Holy Sh*t! After 7,000 Observations Of Dogs Pooping & Peeing, Here's The Crazy Thing Scientists Learned

Dogs' Crazy Pooping Habits Explained... At Last!

Ever wonder why your dog spins around trying to pick the perfect spot to poop?
He may not be doing it just to bug you.

In fact, dogs may have an inner compass that dictates how they do their business, according to a team of Czech and German researchers.

"Urinating and defecating dogs tend to align their body along the North-South axis," the researchers wrote in an email to The Huffington Post.
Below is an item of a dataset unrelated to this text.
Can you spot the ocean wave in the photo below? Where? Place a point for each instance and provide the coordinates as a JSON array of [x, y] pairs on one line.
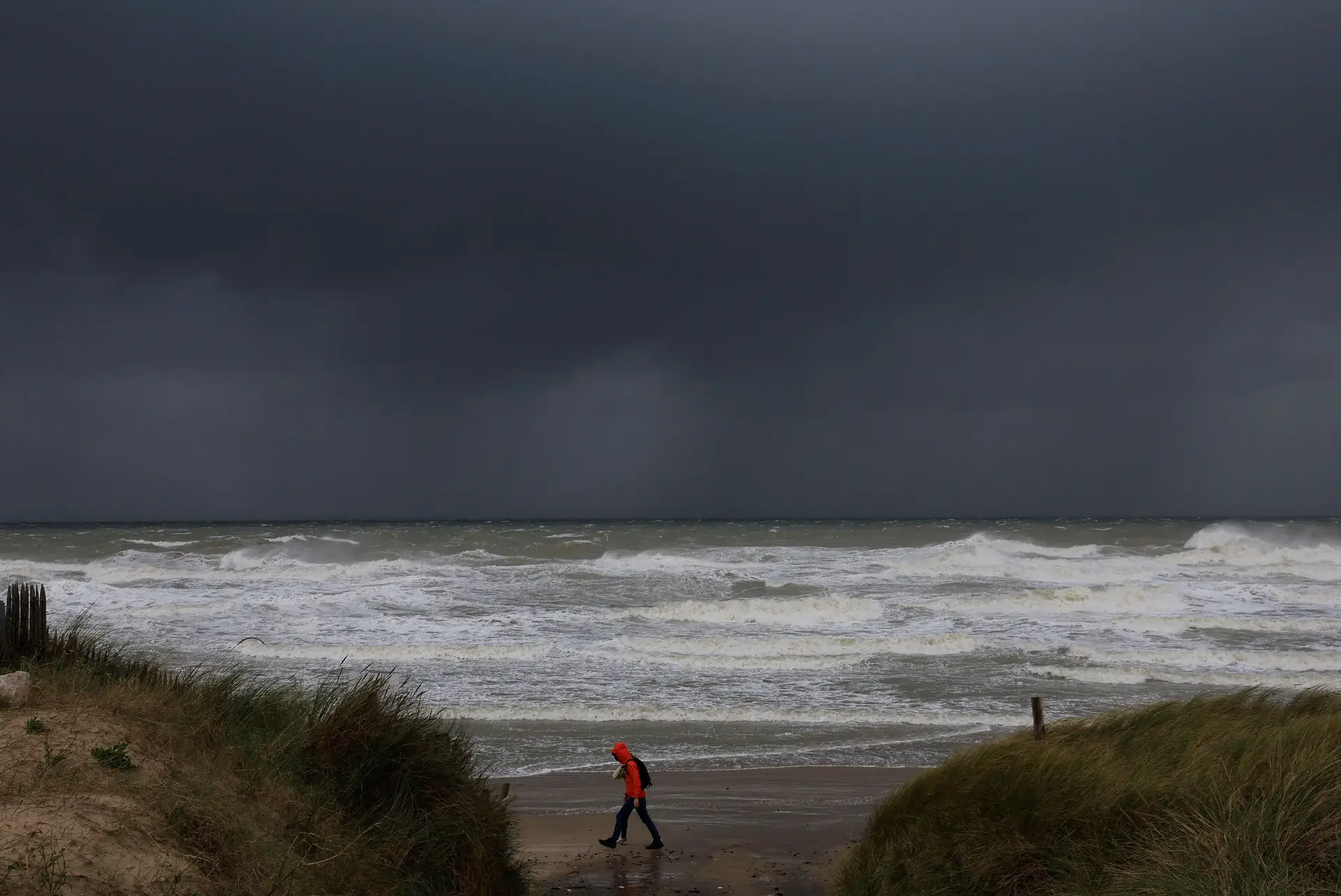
[[1217, 659], [789, 610], [1081, 598], [779, 652], [726, 714], [1207, 677], [140, 541], [396, 652], [1272, 625], [300, 537]]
For the study, 70 unleashed dogs were observed urinating and defacating a total of 7,000 times over a two-year period. Observers reported which way the dogs oriented their bodies, and took notes about the environment, time of day and the dogs' familiarity with the area.

Talk about dogged research.

When the researchers pored through the data, they discovered that the dogs showed a preference for peeing and pooping while facing due north or south -- but only when the Earth's magnetic field was calm, which it is about 20 percent of the time during daylight, according to the researchers.

"We found that dogs are magnetosensitive, and they are predictably disturbed by even small changes of the MF (magnetic field)," Dr. Sabine Begall, a zoologist at the University of Duisburg-Essen in Germany, told HuffPost Science in an email.

earth magnetic field
Schematic illustration of Earth's magnetic field.

Earth's magnetic field changes as a result of the sun's gravity on Earth's atmosphere, solar flares, solar wind, and sunspot activity.

"Imagine that you read a compass during a hike," Dr. Begall said in the email. "If the compass needle is shaky, you might dismiss reading the compass at all. That could be the reason why the dogs have no preference when the MF is unstable."

Dogs aren't the only animals to exhibit a sensitivity to the Earth's magnetic field lines. Previous studies have shown that cattle and deer graze in a North-South direction. Birds and fish use the magnetic field to navigate during their seasonal migrations.

So what explains this special ability in dogs?

"We don't know yet," Dr. Begall said in the email. "We can only speculate. Since it is the polarity that has an effect on the alignment direction, it could be that the dogs somehow calibrate their compass or read their 'mental map' during the walks."

The study was published online on Dec. 27 in the journal Frontiers In Zoology.